Thanks for sharing this. It really helped us a lot.3 days of struggle ended in 10 mins :-)

Great job.

Shubham said...

I reduce size of Bitmap Image using options.inSampleSize=5;

but here Image Quality also goes down.

So how to reduce the total file size (in Bytes) of a Bitmap in Android without a loss of quality?


Anonymous said...

Svaka ti cast brate!!!

Excellent work!!!

Respect from Serbia.

qyw said...

thanks for the guide for using Memory Analyzer. it is very useful.

my project is multi-thread, some tasks are holding the reference,so that the memory can not be released. It is hard to find where the leak is and how to fix them. could you give me some hints and instruction about how to find the memory leak in multi-task and how to fix them. thanks a lot

Techie said...

@qyw: I assume you mean certain threads are holding on to some objects, while none should at a certain point in time. The MAT tool will still show those objects that are not released, independent of how many threads you have. Your knowledge of the app then comes into play to figure out which threads could be the one(s) that still keep references to those objects when they shouldn't. So I think it does not make that much of a difference, one or many threads. All my apps have stuff running in the background anyway (like retrieving images or doing a webservice call), and I was able to use MAT to find memory leaks as described in the article, together with the knowledge how the app works.
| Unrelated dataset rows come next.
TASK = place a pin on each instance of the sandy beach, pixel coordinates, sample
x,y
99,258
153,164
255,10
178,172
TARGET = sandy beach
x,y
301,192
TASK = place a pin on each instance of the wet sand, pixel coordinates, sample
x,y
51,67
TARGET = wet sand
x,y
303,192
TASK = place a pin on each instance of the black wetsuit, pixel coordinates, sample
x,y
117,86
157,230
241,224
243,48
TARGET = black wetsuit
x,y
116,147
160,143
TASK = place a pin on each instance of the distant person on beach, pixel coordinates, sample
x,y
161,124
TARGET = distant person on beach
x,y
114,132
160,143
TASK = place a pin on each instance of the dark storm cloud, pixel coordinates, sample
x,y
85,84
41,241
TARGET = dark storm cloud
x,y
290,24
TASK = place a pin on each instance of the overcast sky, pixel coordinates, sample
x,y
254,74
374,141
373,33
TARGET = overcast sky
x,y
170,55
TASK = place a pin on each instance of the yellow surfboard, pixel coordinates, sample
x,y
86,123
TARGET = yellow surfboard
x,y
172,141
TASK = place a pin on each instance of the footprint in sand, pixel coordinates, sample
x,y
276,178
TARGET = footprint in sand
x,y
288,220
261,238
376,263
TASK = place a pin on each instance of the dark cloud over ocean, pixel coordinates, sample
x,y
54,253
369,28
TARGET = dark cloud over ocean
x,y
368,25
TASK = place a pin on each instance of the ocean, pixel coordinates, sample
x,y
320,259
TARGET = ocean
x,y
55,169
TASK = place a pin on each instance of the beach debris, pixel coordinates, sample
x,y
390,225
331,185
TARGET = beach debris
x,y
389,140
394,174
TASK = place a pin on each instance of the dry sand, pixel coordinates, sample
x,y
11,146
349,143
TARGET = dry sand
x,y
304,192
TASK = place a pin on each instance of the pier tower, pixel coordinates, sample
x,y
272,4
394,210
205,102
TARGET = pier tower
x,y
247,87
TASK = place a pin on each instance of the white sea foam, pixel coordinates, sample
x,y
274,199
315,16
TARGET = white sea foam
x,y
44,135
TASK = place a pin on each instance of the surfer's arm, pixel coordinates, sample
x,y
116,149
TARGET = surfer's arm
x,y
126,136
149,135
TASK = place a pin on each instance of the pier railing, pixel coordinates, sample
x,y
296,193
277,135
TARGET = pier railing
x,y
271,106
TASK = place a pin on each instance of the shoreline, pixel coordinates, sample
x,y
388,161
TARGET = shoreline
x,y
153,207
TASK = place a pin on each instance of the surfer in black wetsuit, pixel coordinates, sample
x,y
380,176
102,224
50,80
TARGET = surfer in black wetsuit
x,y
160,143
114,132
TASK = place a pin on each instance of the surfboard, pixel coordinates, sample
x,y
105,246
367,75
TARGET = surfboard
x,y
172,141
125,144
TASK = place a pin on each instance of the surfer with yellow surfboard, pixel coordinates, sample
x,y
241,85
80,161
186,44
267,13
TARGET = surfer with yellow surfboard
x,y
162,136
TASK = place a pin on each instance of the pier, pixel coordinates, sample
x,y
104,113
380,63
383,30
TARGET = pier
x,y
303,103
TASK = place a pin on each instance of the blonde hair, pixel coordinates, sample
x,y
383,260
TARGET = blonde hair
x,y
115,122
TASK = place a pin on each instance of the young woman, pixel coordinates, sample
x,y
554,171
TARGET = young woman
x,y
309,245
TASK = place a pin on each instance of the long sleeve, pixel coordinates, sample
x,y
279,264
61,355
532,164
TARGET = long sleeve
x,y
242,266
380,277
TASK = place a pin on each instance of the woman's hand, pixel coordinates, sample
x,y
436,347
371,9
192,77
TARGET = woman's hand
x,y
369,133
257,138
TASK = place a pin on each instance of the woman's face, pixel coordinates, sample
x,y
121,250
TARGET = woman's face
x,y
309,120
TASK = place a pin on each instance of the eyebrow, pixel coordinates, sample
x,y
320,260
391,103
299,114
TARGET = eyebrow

Hope this helps a bit...

Honza said...

Thanks! Really helpful

Rahim said...

Great work !!! Worth a million !!!

SureshCA said...

Excellent article. I was struggling to understand the memory usage in my app and after I read this it helped a lot and solved my apps memory leaks. Thanks for sharing this information

Unknown said...

Thanks for this article!

Dumping HPROF via SIGUSR1 does no longer work on newer emulators because of

Dumping HPROF via DDMS still works, though.

On devices you usually cannot chmod 777 /data/misc, unless you're root, btw.

Unknown said...

And, one needs to convert the Android HPROF file before it is usable in MAT:

Techie said...

@Unknown: thanks for the tips/updates. Re: "convert the Android HPROF file before it is usable in MAT", that is in step 6 of the post, or do you mean something else?